Erwinski wrestles with success

Wrestling Head Coach Jason Erwinski practices with junior Jake Fahey during an early morning workout. The team practices before school five times a week. Photo by Emma Kawasaki.
Wrestling Head Coach Jason Erwinski practices with junior Jake Fahey during an early morning workout. The team practices before school five times a week. Photo by Emma Kawasaki.

The sun had barely emerged over the clouds as the wrestling team began their workout.

“Our opponents are sleeping and we’re down here working,” junior Brandon Friedman said.

As sweat dripped down the pads along the walls, the wrestling team and Head Coach Jason Erwinski went through some techniques: sweep the leg, pull the head, release.

Moves like these are what made Erwinski ranked No. 8 nationally as a senior at Mt.
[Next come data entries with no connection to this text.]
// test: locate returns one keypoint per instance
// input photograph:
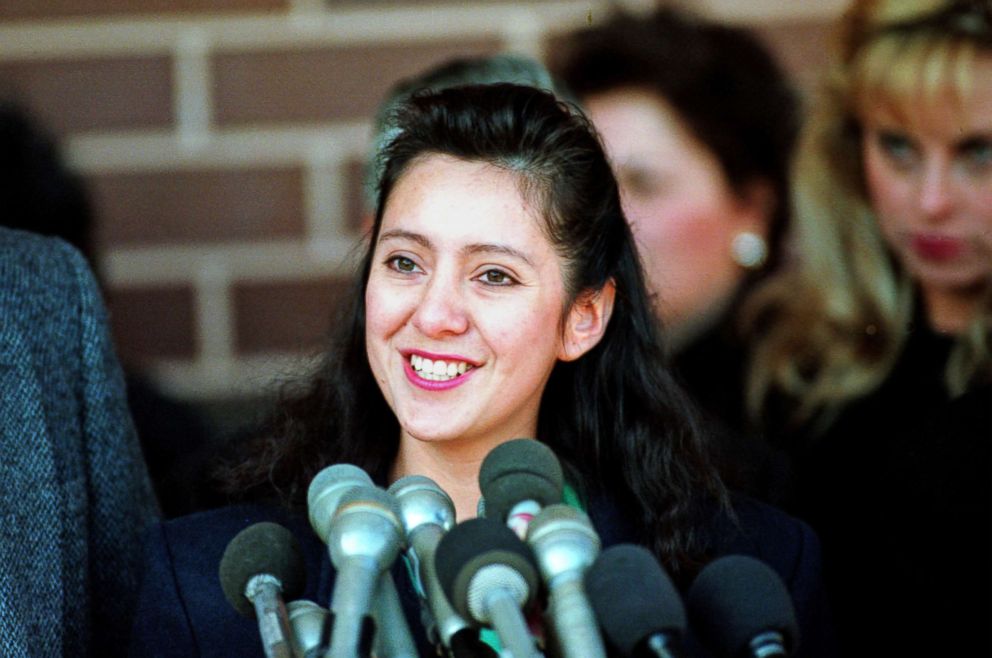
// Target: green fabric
(570, 497)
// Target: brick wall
(222, 141)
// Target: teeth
(438, 370)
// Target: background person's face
(463, 302)
(929, 180)
(683, 213)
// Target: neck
(453, 465)
(951, 311)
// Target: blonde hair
(830, 328)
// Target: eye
(641, 183)
(976, 153)
(402, 264)
(495, 277)
(897, 147)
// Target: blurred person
(699, 123)
(500, 296)
(74, 490)
(873, 365)
(39, 193)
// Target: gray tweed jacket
(74, 493)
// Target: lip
(936, 247)
(431, 385)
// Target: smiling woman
(500, 297)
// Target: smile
(438, 370)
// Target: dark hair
(723, 83)
(38, 192)
(614, 416)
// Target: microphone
(323, 498)
(637, 605)
(740, 607)
(517, 478)
(565, 545)
(260, 566)
(326, 490)
(489, 576)
(308, 621)
(427, 512)
(364, 538)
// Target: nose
(441, 310)
(937, 190)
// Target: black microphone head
(262, 548)
(470, 547)
(633, 597)
(518, 470)
(737, 598)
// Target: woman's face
(464, 302)
(929, 181)
(682, 211)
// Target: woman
(875, 354)
(500, 255)
(699, 123)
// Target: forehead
(952, 108)
(450, 199)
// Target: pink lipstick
(937, 247)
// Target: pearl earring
(749, 250)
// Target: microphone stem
(658, 646)
(265, 593)
(424, 541)
(510, 626)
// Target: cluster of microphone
(529, 567)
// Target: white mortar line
(324, 197)
(214, 311)
(257, 261)
(192, 97)
(159, 34)
(214, 378)
(164, 151)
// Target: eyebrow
(475, 248)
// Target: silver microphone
(428, 513)
(565, 545)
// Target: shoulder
(182, 609)
(790, 547)
(43, 281)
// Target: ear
(586, 322)
(756, 203)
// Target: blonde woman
(872, 359)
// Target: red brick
(153, 322)
(285, 315)
(95, 93)
(319, 85)
(198, 206)
(35, 10)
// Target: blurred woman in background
(873, 358)
(699, 123)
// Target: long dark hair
(614, 416)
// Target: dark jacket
(74, 493)
(183, 612)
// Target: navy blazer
(183, 612)
(74, 492)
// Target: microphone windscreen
(736, 598)
(472, 545)
(633, 597)
(518, 470)
(262, 548)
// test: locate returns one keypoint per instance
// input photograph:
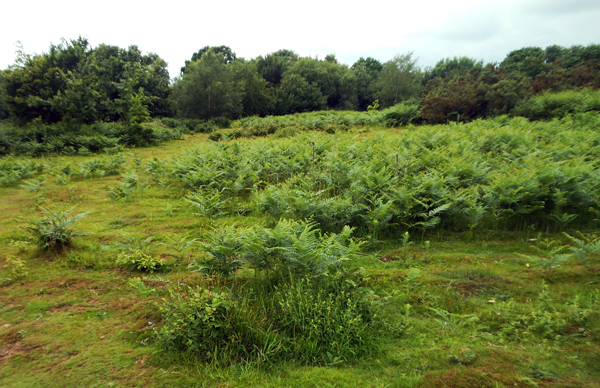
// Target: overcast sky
(484, 30)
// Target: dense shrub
(313, 322)
(38, 139)
(556, 105)
(500, 174)
(54, 230)
(402, 114)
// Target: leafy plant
(140, 261)
(55, 231)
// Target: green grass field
(503, 300)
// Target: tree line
(76, 84)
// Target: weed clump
(55, 231)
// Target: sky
(433, 30)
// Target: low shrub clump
(55, 231)
(300, 305)
(323, 321)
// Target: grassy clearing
(473, 312)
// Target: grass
(74, 319)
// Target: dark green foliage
(467, 95)
(38, 139)
(530, 61)
(272, 66)
(366, 72)
(398, 81)
(555, 105)
(291, 248)
(77, 84)
(447, 67)
(402, 114)
(223, 52)
(461, 177)
(205, 90)
(55, 231)
(314, 322)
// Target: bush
(140, 261)
(557, 105)
(402, 114)
(211, 325)
(54, 231)
(324, 321)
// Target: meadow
(322, 250)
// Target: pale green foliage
(498, 175)
(140, 288)
(289, 249)
(138, 260)
(208, 203)
(55, 231)
(584, 246)
(18, 268)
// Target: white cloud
(174, 30)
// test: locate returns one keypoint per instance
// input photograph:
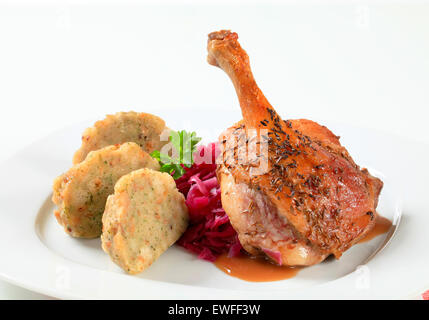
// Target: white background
(366, 65)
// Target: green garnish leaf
(183, 145)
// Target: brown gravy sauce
(254, 269)
(257, 269)
(382, 225)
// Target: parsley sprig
(183, 145)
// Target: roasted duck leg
(312, 200)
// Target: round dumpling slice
(142, 128)
(81, 192)
(143, 218)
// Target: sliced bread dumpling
(81, 192)
(143, 218)
(142, 128)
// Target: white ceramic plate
(38, 255)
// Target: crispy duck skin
(312, 200)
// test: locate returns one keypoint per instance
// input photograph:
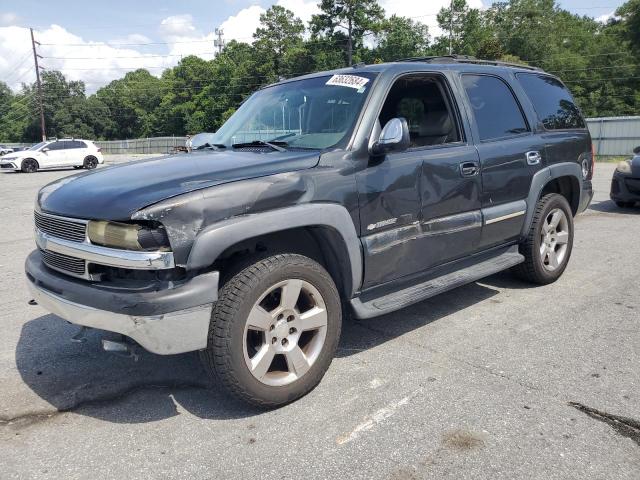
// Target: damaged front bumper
(164, 318)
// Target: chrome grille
(61, 227)
(65, 263)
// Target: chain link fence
(142, 145)
(612, 136)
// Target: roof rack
(466, 59)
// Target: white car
(4, 150)
(54, 154)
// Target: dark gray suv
(359, 190)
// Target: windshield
(38, 146)
(316, 113)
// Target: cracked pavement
(492, 380)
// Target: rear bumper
(164, 318)
(624, 188)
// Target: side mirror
(393, 138)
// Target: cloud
(242, 25)
(96, 63)
(606, 17)
(177, 25)
(8, 18)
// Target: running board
(417, 293)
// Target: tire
(90, 163)
(261, 364)
(29, 165)
(547, 254)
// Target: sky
(100, 41)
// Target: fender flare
(541, 179)
(215, 239)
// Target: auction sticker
(351, 81)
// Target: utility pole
(35, 60)
(451, 29)
(219, 42)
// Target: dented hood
(115, 193)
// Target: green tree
(348, 20)
(466, 32)
(278, 39)
(401, 37)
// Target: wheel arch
(562, 178)
(324, 232)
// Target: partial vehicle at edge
(625, 184)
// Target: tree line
(598, 61)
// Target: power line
(35, 59)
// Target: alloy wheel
(285, 332)
(554, 239)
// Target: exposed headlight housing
(127, 236)
(624, 166)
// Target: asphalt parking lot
(494, 380)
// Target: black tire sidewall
(295, 267)
(555, 201)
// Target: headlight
(127, 236)
(624, 167)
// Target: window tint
(56, 146)
(422, 101)
(552, 102)
(495, 109)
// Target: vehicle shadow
(82, 378)
(609, 206)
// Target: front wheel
(548, 245)
(274, 330)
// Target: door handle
(533, 158)
(469, 169)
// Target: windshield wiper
(276, 145)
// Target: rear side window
(495, 109)
(552, 101)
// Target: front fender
(215, 239)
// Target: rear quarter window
(495, 109)
(552, 102)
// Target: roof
(445, 62)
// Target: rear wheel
(548, 245)
(274, 330)
(90, 163)
(29, 165)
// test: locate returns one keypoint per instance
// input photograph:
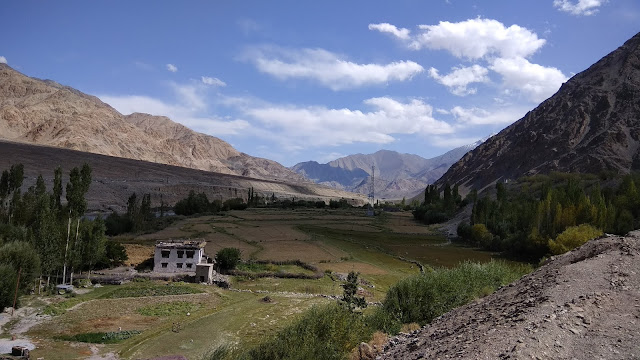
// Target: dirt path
(581, 305)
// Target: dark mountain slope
(591, 124)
Carmel in 1998, where he compiled a 40-0 record and secured the state championship.

One thing Erwinski said he learned as a wrestler was that a win is not enough if you know you could have put in a better effort.

  “[I have learned] to always [try to] improve … because the second you start to get satisfied, when you think you’ve reached the end goal, you better revise it because people are going to pass you up.

“Knowing the guys I wrestled with [in college] were, for all intents and purposes, the best in the country … [I was honored] they seemed to recognize something in me as captain,” Erwinski said.

After college, Erwinski stayed within the sport, coaching at Bremen, Tinley Park and then as an assistant at his alma mater, Mt. Carmel. When he received a call asking if he would like to coach at Glenbrook North, Erwinski said he could not turn it down.

“I enjoy a challenge of coaching in a new environment,” said Erwinski. “I enjoy being the head coach, so I think that’s what drew me to this school.”

Senior Toby Gardner said Erwinski brought a lot to the program, and the wrestlers were “all in” right away. One thing he brought was an everyday early morning offseason workout.

“When Erwinski came in he definitely brought with him a desire to win, a hard work ethic, to always go 100 percent,” said Gardner. “I think that all immediately rubbed off on us, and it made us better wrestlers.”

Right away, Gardner said he noticed Erwinski’s intense passion for the sport of wrestling.

“He cares about every wrestler,” said Gardner. “He wants us to succeed. … He gives us the tools and techniques, the mental and physical motivation to be successful.”

Erwinski said there are six pillars his program stands on: hard work, determination, sacrifice, responsibility, accountability and dedication. The coaching staff stresses not only to be the best wrestlers, but to apply the lessons they learn into their everyday lives.

“Something we stress to our kids is to get better everyday,” said Assistant Coach Blake Tomczak. “Do something everyday to be a better wrestler, better student and better person.”

Tomczak and Erwinski have a relationship dating back to when Tomczak was in high school and attended a summer wrestling program at Northwestern. There, Erwinski was his camp counselor.

“[Erwinski’s] got a level of dedication that I haven’t seen anyone match,” said Tomczak. “I’ve coached with a lot of different coaches from different areas, with different styles of wrestling, and he’s just so dedicated. His mind’s always on, how can this team improve, what can we do as coaches to improve our wrestlers, not only as athletes but as human beings.”